Antes de falar de Marsupilami: confusão a bordo, filme que estreia nesta quinta, 23, talvez seja interessante fazer um breve histórico do surgimento do personagem, mesmo porque, como veremos, o filme não é daqueles que exige uma resenha muito elaborada.
Para começo de conversa, Marsupilami é mais um personagem que veio das HQ’s. A criatura é fruto da imaginação do cartunista belga André Franquin, que já era conhecido pela dupla de heróis Spirou e Fantásio. Mas faltava algo nessas histórias. Claro, um pet. Um cachorrinho branco talvez lembrasse um outro personagem, até mais famoso. Era preciso um pouco de originalidade e imaginação. E Franquin deu asas à sua imaginação…

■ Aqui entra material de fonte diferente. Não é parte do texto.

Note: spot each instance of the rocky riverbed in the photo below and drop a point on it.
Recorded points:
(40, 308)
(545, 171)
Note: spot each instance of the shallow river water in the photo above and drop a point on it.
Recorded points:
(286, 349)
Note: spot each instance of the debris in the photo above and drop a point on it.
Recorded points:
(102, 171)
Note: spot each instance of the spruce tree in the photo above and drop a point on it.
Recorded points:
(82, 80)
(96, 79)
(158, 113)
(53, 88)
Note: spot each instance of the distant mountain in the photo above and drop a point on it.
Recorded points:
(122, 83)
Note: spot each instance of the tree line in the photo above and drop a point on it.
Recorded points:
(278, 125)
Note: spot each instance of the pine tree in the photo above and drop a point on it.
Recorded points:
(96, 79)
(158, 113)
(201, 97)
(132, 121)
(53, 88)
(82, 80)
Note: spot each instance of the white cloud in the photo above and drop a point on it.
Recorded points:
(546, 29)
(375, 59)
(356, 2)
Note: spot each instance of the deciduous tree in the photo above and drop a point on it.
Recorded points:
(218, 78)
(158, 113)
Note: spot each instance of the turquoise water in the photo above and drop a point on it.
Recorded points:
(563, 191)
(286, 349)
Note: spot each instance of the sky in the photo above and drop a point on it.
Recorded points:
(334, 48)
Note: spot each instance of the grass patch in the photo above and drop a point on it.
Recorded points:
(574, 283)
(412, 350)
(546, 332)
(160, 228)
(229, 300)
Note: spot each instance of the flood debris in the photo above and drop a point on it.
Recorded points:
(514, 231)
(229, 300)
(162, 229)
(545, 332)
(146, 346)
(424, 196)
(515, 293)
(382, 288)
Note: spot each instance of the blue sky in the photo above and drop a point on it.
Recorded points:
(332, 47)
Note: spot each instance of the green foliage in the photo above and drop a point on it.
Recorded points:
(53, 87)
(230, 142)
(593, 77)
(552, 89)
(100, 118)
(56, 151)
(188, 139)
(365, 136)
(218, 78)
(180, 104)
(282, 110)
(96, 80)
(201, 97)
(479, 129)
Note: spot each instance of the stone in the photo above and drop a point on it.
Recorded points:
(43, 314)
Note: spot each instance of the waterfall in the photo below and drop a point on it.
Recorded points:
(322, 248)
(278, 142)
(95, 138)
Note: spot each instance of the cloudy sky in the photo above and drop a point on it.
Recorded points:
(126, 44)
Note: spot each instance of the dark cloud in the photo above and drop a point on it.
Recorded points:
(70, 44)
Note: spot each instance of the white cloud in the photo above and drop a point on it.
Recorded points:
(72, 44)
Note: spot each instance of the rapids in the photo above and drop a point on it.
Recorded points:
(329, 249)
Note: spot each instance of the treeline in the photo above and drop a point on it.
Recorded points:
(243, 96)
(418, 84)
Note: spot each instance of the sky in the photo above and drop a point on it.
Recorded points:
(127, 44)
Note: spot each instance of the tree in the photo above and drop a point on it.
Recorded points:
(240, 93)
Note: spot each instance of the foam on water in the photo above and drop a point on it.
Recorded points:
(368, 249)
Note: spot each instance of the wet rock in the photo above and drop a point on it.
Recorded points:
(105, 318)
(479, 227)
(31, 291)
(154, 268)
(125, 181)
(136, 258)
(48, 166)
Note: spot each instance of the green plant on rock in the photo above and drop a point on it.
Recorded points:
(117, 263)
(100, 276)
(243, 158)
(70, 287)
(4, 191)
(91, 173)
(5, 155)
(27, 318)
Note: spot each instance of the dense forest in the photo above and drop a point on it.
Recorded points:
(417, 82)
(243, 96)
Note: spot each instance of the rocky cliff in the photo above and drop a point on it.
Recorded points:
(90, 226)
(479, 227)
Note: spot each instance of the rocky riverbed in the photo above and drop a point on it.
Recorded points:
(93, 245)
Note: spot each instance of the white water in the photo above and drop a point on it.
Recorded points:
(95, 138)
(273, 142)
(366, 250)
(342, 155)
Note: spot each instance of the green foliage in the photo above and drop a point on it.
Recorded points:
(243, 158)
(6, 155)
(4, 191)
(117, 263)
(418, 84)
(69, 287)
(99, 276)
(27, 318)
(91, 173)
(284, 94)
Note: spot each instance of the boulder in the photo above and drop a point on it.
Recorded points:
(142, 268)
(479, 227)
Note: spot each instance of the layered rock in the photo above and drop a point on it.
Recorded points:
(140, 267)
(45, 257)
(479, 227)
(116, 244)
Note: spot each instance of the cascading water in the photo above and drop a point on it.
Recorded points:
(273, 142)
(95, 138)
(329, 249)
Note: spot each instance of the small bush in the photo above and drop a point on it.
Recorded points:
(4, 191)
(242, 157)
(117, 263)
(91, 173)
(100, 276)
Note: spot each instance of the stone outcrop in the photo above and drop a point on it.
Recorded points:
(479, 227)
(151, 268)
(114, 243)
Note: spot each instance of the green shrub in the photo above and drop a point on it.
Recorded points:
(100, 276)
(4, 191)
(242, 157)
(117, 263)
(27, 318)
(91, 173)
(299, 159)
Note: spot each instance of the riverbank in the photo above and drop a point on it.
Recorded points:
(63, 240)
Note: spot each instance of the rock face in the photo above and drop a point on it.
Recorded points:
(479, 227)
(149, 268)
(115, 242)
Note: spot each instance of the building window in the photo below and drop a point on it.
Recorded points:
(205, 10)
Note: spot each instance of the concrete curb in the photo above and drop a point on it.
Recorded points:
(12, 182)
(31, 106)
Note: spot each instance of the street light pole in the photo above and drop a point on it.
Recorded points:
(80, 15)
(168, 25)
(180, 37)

O resultado do esforço imaginativo deu às caras, digo, o focinho, em 1952, na HQ Spirou e os herdeiros. O nome veio da junção das palavras Marsupial (aqueles animais que tem uma bolsa onde guardam os filhotes, pilou-pilou (um pequeno pássaro de desenho animado que Franquin adorava) e ami, amigo em francês.
E o sucesso não poderia ter sido maior! Pudera. Além de muito carismático, o personagem tinha características muito únicas. O rabão tem mil e uma utilidades: além de se pendurar, é ótima para dar socos nos inimigos, serve de mola para saltos e etc, etc. A biologia do bicho também é única. Apesar de ser um mamífero, a espécie criada por Franquin nasce de ovos.
E este é um bom gancho pra falar do filme. Todo o começo da trama gira em torno do ovo do bicho, que é roubado do habitat natural por sequestradores inescrupulosos, para ser enviado para um zoológico, que também não tem a melhor das reputações. O dono do zoo convence um dos seus funcionários, David, a fazer esse translado em uma viagem de navio com sua família: sua ex-mulher, com quem vive às turras, e o filho pequeno.
Marsupilami: confusão a bordo é uma comédia muito agradável. É uma sessão da tarde um pouco mais apimentada. Algumas piadas são bem bobas e infantis, mas outras poderiam estar em qualquer animação mais adulta. Especialmente o momento em que o Marsupilami ingere certo comprimido azul para disfunção erétil. O que acontece com o rabo do personagem é um dos momentos mais engraçados da película. O roteiro também presta homenagem a um clássico de Spielberg em outro momento antológico.Marsupilami: confusão a bordo equilibra-se entre piadas bobas, que estariam em qualquer filme dos Trapalhões no Brasil, com momentos mais ácidos dignos das séries de comédia mais cáusticas da TV americana. De certa forma, essa é uma boa maneira de transpor o personagem de Franquin para as telonas.